What are the merger and acquisition options for a foreign company hoping to enter the Chinese market?

What are the merger and acquisition options for a foreign company hoping to enter the Chinese market?

M&A is a key component of the new wave of foreign investments flowing into China recently. There are two essential choices for foreign companies interested in M&A with domestic companies: direct and indirect M&A.

Unfortunately, there are no definitive or clear guidelines as to what constitutes direct M&A, however, there are 3 situations in which it can be found:

1) State-owned Enterprises (SOEs) using foreign investment in asset restructuring. It is common practice for SOEs to use this type of direct investment to pay liabilities and create working capital. The legal basis for this can be found in the "Provisional Rules on Utilizing Foreign Investment in Asset Restructuring of SOEs" (State Economic and Trade Commission (SETC), 1998)

2) Acquisition of small SOEs.

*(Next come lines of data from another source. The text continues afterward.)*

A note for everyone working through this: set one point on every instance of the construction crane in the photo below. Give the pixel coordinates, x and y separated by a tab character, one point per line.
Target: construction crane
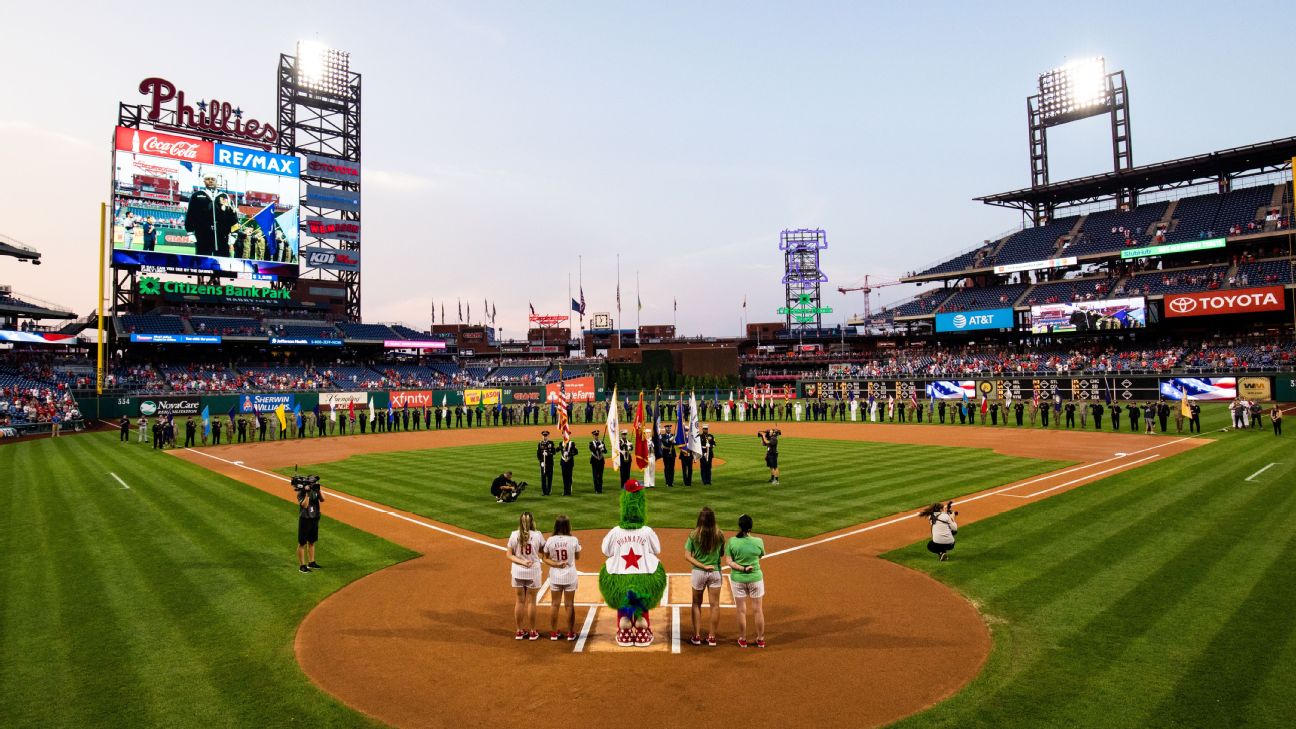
867	289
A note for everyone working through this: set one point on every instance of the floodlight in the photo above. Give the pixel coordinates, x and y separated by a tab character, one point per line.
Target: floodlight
322	69
1075	91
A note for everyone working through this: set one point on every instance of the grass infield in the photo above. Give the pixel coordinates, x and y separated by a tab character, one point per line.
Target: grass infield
171	602
1157	597
824	484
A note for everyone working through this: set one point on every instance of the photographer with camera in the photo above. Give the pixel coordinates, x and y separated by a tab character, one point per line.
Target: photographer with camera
309	500
504	489
944	528
770	439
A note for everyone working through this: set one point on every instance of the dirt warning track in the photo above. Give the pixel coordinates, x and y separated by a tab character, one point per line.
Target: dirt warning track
854	641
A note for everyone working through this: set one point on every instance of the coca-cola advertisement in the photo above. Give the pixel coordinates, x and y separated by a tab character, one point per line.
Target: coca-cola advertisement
183	203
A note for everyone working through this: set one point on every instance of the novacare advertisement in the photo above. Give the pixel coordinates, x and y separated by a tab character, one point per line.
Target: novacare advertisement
968	321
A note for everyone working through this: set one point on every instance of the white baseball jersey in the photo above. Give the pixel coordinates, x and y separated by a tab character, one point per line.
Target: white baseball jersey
528	550
563	549
631	551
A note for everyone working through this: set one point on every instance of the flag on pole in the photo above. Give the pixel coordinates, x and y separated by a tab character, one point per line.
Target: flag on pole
613	426
695	435
640	442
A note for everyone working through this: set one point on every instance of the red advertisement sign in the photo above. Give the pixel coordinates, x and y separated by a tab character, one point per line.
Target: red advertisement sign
157	144
579	389
414	398
1235	301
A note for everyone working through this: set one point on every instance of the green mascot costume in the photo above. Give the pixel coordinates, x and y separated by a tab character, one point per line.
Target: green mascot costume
633	580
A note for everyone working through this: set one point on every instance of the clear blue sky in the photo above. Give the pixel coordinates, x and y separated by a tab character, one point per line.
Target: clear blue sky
504	140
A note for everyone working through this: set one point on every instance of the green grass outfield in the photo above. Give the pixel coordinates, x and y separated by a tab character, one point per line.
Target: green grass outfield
1157	597
170	603
824	484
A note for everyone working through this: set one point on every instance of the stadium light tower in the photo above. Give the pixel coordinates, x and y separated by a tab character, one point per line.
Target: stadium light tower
1075	91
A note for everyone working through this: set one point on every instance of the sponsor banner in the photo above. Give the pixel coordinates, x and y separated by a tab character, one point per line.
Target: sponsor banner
167	145
266	402
257	161
476	397
333	228
332	197
341	400
1200	388
332	258
1037	265
1255	388
1089	315
170	406
307	341
414	398
1173	248
951	389
175	339
968	321
579	389
331	167
1239	301
36	337
412	344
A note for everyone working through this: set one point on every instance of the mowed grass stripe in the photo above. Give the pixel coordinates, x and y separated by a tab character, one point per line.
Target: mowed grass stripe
1151	598
826	484
171	603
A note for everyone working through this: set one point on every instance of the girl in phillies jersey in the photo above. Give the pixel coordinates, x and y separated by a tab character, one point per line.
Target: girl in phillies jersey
524	551
560	553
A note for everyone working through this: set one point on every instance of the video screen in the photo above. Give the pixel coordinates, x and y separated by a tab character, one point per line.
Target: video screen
182	203
1089	315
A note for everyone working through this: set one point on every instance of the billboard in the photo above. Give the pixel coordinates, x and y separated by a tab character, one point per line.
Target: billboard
1239	301
1199	388
1089	315
182	203
968	321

The advantage of this situation is that companies who encounter difficulties getting licenses, may acquire a small SOE, thus eliminating the barriers and making it much easier to get a license. However, there are disadvantages to this situation as well. Small enterprises that tend to be available are not usually profitable. More often than not, they are close to bankruptcy, making it highly unattractive for M&As, as those that acquire them are also forced to take on its debts.

3) Local Regulations. This occurs when a foreign investor, a title which may be expanded to include Taiwan, Hong Kong or Macao, acquires assets ranging from a minimum of 25% up to 100% of a domestic enterprise. The foreign investor may then apply for approval and registration of that very enterprise as a EJV, CJV or WFOE.

The indirect method is self-explanatory, and occurs when a foreign investor invests in another company outside of China, and uses that very company to own parts of a Chinese firm. Most deals are done in an indirect M&A method, however, this method has many disadvantages. While indirect investment may be suitable for foreign companies who have already had a considerable presence in China's market, it may be inapplicable for companies who have not entered the market yet, and want to maintain a market share for only a short period of time.